層層雲霄之上,巍峨寶殿聳立,一望無邊。無數侍衛站立兩旁,卻鴉雀無聲,氣象森嚴。

寒鋒無視這些,直往裏走,寒羽和玄弘緊隨其後。身邊還是有人一聲聲傳報進去:“寒號族族長寒鋒覲見。”寒鋒聞聲,微微皺了皺眉頭。

進了大殿,他們竟意外地發現殿內兵甲林立,擠了滿滿一堂。前方正中一人正襟危坐在寶座之上,麵色微沉,端正威嚴,正是當今天帝,鳳族鳳狂。

寒鋒當先一步一拱手:“天帝。”旁邊馬上有侍從說道:“拜見天帝怎能不跪?”寒鋒微愣。

天帝一擺手,說道:“寒族長自然與旁人不同,不用拘禮。不知寒族長這次勘察西南地界,結果如何?”

“地界確實有巫族的殘遺,但如今已無事。”

“是嗎?那就好。可這幾日,此處地脈不穩,寒族長可知為何?”“這也是我今日麵見陛下的原因。陛下以為為何?”“大膽寒鋒,你這是在和陛下說話嗎?”左右又有人發聲。

天帝又是一擺手,說道:“寒鋒,看來你已經知道了。”

“不錯,當年你答應我放曼蘭一條生路,為何出爾反爾?當年感念你分出魂魄支撐天柱,我才擁你為帝,為何騙我?”

“哼,”天帝嗤笑一聲,“有巫族餘孽可用,我為何要犧牲自己?莫非,你真看上那醜八怪了?”說罷,他哈哈大笑。

周圍一眾人等也跟著笑起來。

身旁玄弘一拉寒鋒的袖子,小聲提醒他道:“寒兄,慎言。”寒鋒卻直視寶座之上的天帝:“我再問你一遍,真是你做下的這些事?”

“不錯,如今告訴你也無妨,這是朕的決定,無人能夠質疑。就算是你寒鋒,也不行。”

寒鋒聽完之後也不搭話,隻將眼一凜,雙袖無風自動,突然周遭的氣溫驟降,風雪從殿外湧入,千層雲雪,萬頃風雷,瞬間就要席卷整座大殿。

“寒鋒,你要造反嗎?”天帝大聲喝道。

“背信棄義、欺世盜名之輩,不配為帝。”寒鋒一字一句吐出這幾個字。

“我不配為帝,你來嗎?”天帝冷笑一聲,慢慢站起身來,“寒鋒,我念及你的身份、你的功勳,一直對你禮遇有加。你那後山藏了何人,以為我不知道?那廝不自量力,一心逃離你的庇護自尋死路,我便成全他。我要讓你知道,判生斷死由我做主,任何人都不例外。我才是這天地唯一的主宰,我是天帝!”說罷,天帝一振衣袖,萬道金光陡射而出,壓製住漫天風雪。

“原來雷霆的脫逃與你有關,難怪他能掙脫我的陣法。”

“不錯,原指望他能有點用,卻是不堪一擊,你卻半點折損也沒有。

“實話對你說,那西南天柱本來也該由你去扛。你是上古唯一的遺存,這樣維護天道的重責大任舍你其誰?你是強者,足夠承擔這樣的犧牲,不是嗎?”天帝冷哼一聲。

“原來這些都是你的算計。”寒鋒冷言道。

“正是。誰要你運氣好,恰恰休眠百年,那巫族餘孽就替你補上。可歎她癡心一片,被你連累至此,卻還是不忍心加害於你。你可知道,隻要她把一身鎖鏈轉到你身上,自己就能逃脫,可歎她至死不肯。”
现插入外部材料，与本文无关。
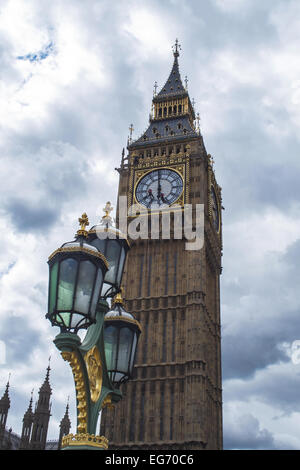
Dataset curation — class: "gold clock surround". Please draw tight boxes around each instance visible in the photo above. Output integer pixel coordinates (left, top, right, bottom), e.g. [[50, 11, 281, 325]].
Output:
[[127, 153, 190, 212]]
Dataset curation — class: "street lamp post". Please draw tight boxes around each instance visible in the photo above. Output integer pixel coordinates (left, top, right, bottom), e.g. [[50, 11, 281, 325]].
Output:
[[46, 207, 141, 450]]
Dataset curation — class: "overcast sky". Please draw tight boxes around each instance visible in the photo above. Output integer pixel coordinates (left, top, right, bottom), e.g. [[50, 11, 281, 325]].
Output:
[[0, 0, 300, 449]]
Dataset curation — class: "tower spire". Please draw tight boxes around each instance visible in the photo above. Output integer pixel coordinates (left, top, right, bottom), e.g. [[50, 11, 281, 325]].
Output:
[[128, 39, 199, 150]]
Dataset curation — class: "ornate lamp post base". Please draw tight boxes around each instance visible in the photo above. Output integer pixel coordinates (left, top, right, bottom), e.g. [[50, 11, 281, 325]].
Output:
[[61, 433, 108, 450]]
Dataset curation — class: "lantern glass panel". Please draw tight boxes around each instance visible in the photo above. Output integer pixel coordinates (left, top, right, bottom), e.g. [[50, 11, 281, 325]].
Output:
[[117, 247, 125, 286], [57, 258, 77, 310], [91, 238, 107, 256], [48, 261, 58, 313], [105, 240, 121, 284], [104, 326, 118, 371], [117, 328, 133, 375], [74, 261, 96, 314], [91, 268, 103, 316], [67, 313, 84, 328], [56, 312, 71, 328]]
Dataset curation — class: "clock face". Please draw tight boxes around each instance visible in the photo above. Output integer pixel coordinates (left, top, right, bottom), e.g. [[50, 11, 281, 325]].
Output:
[[210, 186, 220, 232], [135, 168, 183, 209]]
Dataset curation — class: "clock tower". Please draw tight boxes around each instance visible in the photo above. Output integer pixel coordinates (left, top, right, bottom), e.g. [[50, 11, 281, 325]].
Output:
[[101, 40, 222, 450]]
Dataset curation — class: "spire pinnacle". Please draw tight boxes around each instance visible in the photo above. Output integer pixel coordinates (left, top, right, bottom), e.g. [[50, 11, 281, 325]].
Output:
[[172, 38, 181, 57], [76, 212, 90, 237]]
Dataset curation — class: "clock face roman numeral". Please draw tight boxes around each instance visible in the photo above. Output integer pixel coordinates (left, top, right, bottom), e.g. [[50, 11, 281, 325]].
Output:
[[135, 168, 183, 208]]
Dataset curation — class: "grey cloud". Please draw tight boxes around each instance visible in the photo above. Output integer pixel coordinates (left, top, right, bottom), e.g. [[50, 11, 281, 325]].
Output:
[[224, 413, 275, 450], [222, 240, 300, 379], [0, 312, 44, 370], [6, 198, 59, 232]]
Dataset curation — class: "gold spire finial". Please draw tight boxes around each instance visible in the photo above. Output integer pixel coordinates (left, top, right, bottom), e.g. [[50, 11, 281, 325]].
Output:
[[172, 38, 181, 57], [77, 212, 90, 237], [103, 201, 114, 219]]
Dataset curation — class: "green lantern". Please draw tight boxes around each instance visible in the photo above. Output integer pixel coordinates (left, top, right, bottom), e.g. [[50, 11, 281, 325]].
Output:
[[104, 293, 142, 388], [88, 202, 129, 298], [46, 214, 108, 333]]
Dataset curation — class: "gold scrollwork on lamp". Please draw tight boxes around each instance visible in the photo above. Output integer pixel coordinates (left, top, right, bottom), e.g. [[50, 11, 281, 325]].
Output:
[[84, 346, 103, 403]]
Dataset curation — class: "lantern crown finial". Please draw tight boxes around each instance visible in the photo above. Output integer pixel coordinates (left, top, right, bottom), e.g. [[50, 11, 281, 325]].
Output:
[[112, 287, 124, 305], [77, 212, 90, 237], [102, 201, 113, 223]]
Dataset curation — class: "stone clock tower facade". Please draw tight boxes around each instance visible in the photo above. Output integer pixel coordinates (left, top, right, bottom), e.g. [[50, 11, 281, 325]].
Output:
[[100, 41, 222, 450]]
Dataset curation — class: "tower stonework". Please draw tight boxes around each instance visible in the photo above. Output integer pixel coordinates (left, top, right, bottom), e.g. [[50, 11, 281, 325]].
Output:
[[30, 366, 52, 450], [100, 42, 222, 450]]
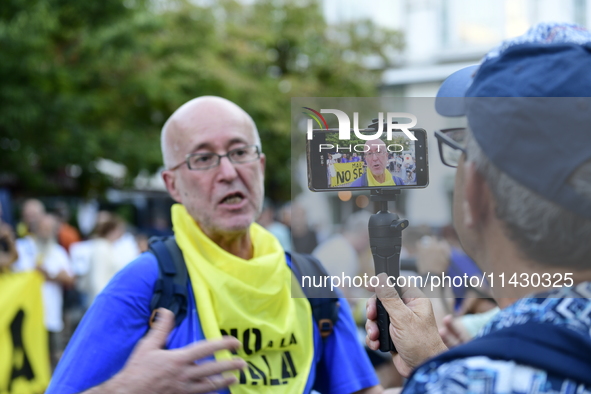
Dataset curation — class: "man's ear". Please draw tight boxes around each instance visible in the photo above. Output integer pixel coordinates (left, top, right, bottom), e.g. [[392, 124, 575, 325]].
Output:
[[462, 162, 494, 228], [162, 170, 182, 203], [259, 153, 267, 177]]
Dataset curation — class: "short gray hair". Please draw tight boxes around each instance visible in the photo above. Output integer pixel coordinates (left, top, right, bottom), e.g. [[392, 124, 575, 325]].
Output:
[[466, 131, 591, 270]]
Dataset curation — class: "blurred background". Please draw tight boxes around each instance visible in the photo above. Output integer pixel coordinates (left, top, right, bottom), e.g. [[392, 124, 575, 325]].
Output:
[[0, 0, 591, 385]]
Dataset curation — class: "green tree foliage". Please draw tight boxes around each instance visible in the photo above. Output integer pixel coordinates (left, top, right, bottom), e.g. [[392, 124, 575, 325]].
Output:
[[0, 0, 402, 199]]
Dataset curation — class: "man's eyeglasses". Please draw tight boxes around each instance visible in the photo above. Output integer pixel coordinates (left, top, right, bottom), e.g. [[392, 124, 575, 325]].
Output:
[[169, 145, 261, 171], [435, 127, 466, 168]]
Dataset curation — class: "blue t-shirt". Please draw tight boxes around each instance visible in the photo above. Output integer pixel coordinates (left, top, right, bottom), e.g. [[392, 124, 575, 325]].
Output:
[[46, 253, 379, 394]]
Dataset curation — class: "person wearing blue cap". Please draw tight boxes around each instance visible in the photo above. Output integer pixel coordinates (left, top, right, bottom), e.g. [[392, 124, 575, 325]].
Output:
[[366, 23, 591, 393]]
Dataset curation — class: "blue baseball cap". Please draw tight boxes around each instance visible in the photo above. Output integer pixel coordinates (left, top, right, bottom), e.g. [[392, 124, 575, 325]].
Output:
[[435, 23, 591, 219]]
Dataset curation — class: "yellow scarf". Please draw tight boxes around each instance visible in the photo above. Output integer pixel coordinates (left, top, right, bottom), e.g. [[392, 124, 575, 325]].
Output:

“你說什麽?”寒鋒聞言聲音一顫,“曼蘭……”隨即用手一指麵前之人,“卑鄙!”

“我卑鄙?我與前任天帝有何不同?同樣是征討殺伐,同樣是屍骨成山,到了他那裏就是天道,我這裏就是卑鄙,笑話!”

“他不會對已歸降之人趕盡殺絕,也不似你這般利用人心。”

“我心胸狹窄?朕是天帝,天地之間億萬生靈的唯一主宰!這世間的規則由朕製定,萬物生滅由朕掌握,朕就是天道!”天帝的聲音有如雷聲滾過,說罷,他平舉雙掌,背後光芒更盛,似朝陽初升,令人目不能視。

“天地自有規則,不因任何人而改變。任何妄圖阻攔者都將湮滅,更遑論自稱天道的人。”寒鋒冷冷的聲音響起,雖聲量不大,但如水銀瀉地,無處不在。

“大膽寒鋒,口出狂言。朕對你忍讓已久,你卻變本加厲,今日看來是留你不得了。來人,將逆臣寒鋒拿下!”

旁邊寒羽看著形勢果然急轉直下,馬上和兄長並肩站在一處,昂然而立。

寒鋒低聲問他:“小羽,你怕不怕?”“哥哥,我不怕。”寒羽忙道。

“你放心,這些人我還不放在眼裏。你緊跟著我就是。”說罷,寒鋒又轉向玄弘,“玄族長,你怎麽說?”玄弘猶豫了一下說道:“寒兄對我龍族有大恩,且天帝如此做法實在令人心寒。寒兄,我與你共同進退。”“如此,多謝。”

寒鋒回過身來,雲雪在他身邊聚集,他伸出右手,一股風雪急轉如旋渦,接著旋渦中心有光凝結,那光越來越亮,漸漸成了一柄劍的模樣。這劍在空中略一側轉,劍身光華萬丈,隱隱有劍鳴傳來,似在呼應寒鋒。

“許久不見了,誕,隨我迎戰。”寒鋒輕喝一聲,語帶懷念。那劍又鳴一聲,落在寒鋒的手中。寒鋒握劍在手,如握住一段冰雪;他仗劍而立,劍下風雷頓生。

眾人見他凜冽的模樣,雖然還是麵無表情,卻覺一股亙古純然的殺氣騰騰而起,令人膽寒,始憶起“戰神”名號。

天帝一聲令下,殿上眾人把寒鋒三人團團圍住。寒鋒卻視若無睹,隻把那冰雪般的利鋒指向蒼穹。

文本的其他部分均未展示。